I'll be the first one to admit that, when the bigger girls saw the end result, they oohed! and aahed! at how gorgeous the costume was. Balance that against the knowledge that every time I stood up and went anywhere, it was in the uncomfortable knowledge that bits of various-coloured thread were sticking to my clothing - usually the posterior parts. On the other hand, I've become an absolute wiz at changing bobbins. I mean, when you're working with 3 colours thread, in what I'm told is 6 possible combinations, you do an awful lot of bobbin-whipping-out. And practice makes perfect, they say. Well, perfect at what you practise, anyway. And when the group performed the dance for the first time last week, all togged out, they did look absolutely smashing. But is the end always justified by the means, I ask you?

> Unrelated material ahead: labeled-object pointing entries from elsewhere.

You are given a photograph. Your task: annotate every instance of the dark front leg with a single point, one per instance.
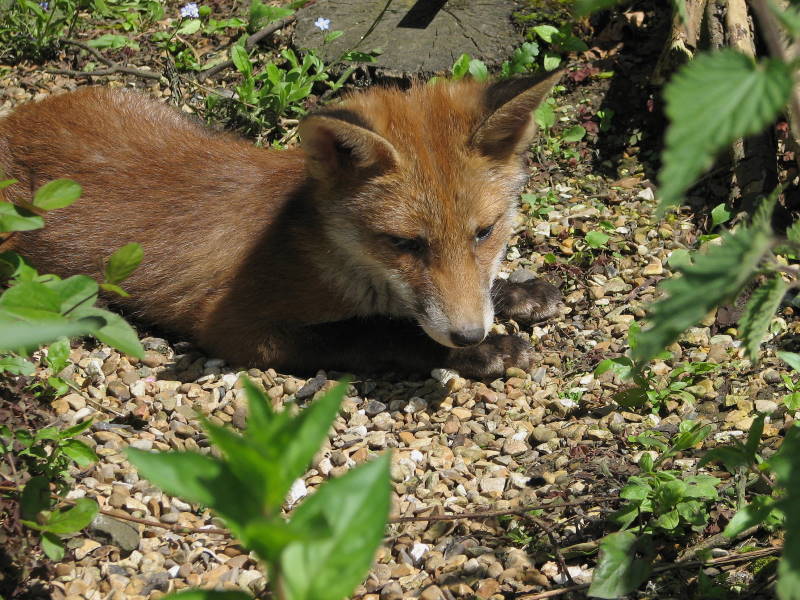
(526, 301)
(379, 345)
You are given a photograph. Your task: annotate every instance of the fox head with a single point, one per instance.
(417, 190)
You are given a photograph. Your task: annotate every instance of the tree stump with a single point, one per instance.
(415, 36)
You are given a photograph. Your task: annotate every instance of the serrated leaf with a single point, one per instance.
(356, 507)
(711, 101)
(13, 218)
(711, 279)
(58, 193)
(758, 313)
(123, 262)
(618, 571)
(754, 513)
(72, 519)
(82, 454)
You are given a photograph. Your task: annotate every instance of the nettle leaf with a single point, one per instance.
(757, 315)
(711, 101)
(712, 278)
(619, 571)
(790, 358)
(58, 193)
(13, 218)
(123, 262)
(356, 507)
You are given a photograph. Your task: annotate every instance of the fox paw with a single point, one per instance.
(527, 301)
(491, 357)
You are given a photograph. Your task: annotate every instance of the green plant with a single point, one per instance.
(38, 309)
(663, 502)
(650, 389)
(29, 28)
(327, 545)
(45, 456)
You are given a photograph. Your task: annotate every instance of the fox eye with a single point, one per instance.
(409, 245)
(483, 234)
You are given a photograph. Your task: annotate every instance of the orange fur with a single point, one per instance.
(297, 259)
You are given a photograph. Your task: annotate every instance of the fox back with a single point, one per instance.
(398, 204)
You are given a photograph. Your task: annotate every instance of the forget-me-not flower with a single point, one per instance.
(190, 11)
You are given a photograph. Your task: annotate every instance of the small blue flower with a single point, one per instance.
(190, 11)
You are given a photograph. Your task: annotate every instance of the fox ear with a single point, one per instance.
(509, 127)
(338, 143)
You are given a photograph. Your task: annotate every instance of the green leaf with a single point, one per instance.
(573, 134)
(713, 278)
(189, 27)
(115, 332)
(58, 355)
(356, 507)
(754, 513)
(790, 358)
(16, 365)
(82, 454)
(52, 546)
(546, 32)
(719, 215)
(241, 60)
(16, 335)
(758, 314)
(123, 262)
(711, 101)
(478, 70)
(35, 497)
(75, 430)
(72, 519)
(207, 595)
(551, 61)
(13, 218)
(58, 193)
(618, 571)
(199, 479)
(596, 239)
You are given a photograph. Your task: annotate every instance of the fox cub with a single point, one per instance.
(375, 246)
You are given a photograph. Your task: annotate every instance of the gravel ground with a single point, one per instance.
(551, 437)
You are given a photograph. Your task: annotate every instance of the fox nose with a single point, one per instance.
(467, 337)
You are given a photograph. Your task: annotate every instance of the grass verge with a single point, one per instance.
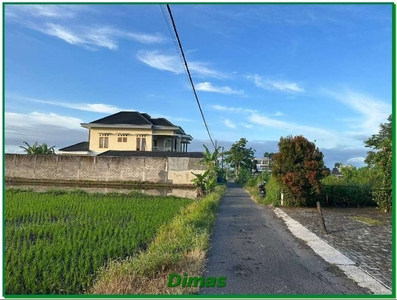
(180, 247)
(367, 220)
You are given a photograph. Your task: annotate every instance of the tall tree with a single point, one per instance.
(299, 167)
(239, 157)
(381, 158)
(38, 149)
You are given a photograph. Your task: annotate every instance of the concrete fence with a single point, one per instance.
(160, 170)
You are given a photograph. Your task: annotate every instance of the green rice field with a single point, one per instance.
(55, 242)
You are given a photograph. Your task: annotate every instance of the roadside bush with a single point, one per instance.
(243, 176)
(272, 192)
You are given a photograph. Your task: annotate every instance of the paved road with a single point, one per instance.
(369, 246)
(258, 255)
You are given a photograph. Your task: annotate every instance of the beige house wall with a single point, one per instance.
(168, 170)
(113, 135)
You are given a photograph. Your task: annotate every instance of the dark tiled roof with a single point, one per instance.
(161, 122)
(132, 118)
(124, 117)
(83, 146)
(335, 171)
(151, 154)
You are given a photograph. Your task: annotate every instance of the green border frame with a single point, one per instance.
(270, 296)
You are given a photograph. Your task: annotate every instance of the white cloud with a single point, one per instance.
(54, 20)
(96, 36)
(246, 125)
(326, 137)
(356, 160)
(53, 129)
(208, 87)
(278, 114)
(174, 64)
(44, 11)
(229, 123)
(232, 109)
(63, 33)
(372, 111)
(273, 85)
(91, 107)
(36, 118)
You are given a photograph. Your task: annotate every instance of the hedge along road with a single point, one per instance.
(258, 255)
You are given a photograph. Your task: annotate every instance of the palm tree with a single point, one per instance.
(38, 149)
(210, 161)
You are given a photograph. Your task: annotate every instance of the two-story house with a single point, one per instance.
(130, 131)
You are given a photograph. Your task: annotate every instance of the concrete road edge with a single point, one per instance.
(333, 256)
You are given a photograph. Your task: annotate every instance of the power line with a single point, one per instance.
(188, 72)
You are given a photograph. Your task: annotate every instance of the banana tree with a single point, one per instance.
(38, 149)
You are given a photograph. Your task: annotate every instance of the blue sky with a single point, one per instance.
(261, 72)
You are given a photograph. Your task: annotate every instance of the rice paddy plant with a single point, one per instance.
(56, 242)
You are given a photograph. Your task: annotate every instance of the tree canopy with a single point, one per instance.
(38, 149)
(239, 157)
(299, 167)
(380, 158)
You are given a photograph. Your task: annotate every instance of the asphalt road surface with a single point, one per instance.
(258, 255)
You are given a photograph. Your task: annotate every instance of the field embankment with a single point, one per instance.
(57, 241)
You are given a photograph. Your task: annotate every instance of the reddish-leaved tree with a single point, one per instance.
(299, 167)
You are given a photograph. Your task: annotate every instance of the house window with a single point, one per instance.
(141, 142)
(167, 144)
(122, 138)
(103, 140)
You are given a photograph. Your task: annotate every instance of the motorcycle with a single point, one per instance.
(262, 189)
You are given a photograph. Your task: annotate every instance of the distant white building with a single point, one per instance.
(262, 164)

Oh, the agony of that first cut when you know that the material you have on the table will run inexorably out, leaving you about half-a-child short, if you don't squeeze out every little pattern piece as economically as possible. I broke dressmakers' rules, I ignored the grain and cut any which way - I still ended up having to cut the toe off the spat pattern as a separate piece, which made for 88 pieces of fabric to be joined, for those spats alone
Never before have I had such tiny scraps left over - if anything else ever needs cutting out of that blue, it'll take a minor miracle of jigsaw puzzle joinery!
Oh, the agony of trying to work out whether my original fabric calculations were in fact any good.
Oh, the agony of trying to combine flimsy gingham with sturdy twill in one small garment.
Oh, the agony of having to line all those blasted jackets with the slipperiest satin in the world.
Oh, the agony of fitting the first jacket, and finding it 1" too narrow.
Oh, the agony of fitting the first ruffled skirt, and finding it 2" too long - either side of the ruffle line.
Oh, the agony of fitting the first pair of spats, and finding them too tight. As well as 6 more pairs.
Oh, the agony of fitting the last pair of (patchwork - sic!) spats, and finding them way too loose!
Oh, the agony of completing the group within sight of the deadline, and then being told 3 of the little darlings will be withdrawing from the dance at the end of the term - after wearing said costume once, or in the case of one child who injured her foot, never at all.
In fact, I've had a lot of agony in the past months. That's why I haven't told our amateur dramatic society wardrobe mistress and her assistant that I am now skilled at making costumes. What, volunteer, ME? You must be kidding!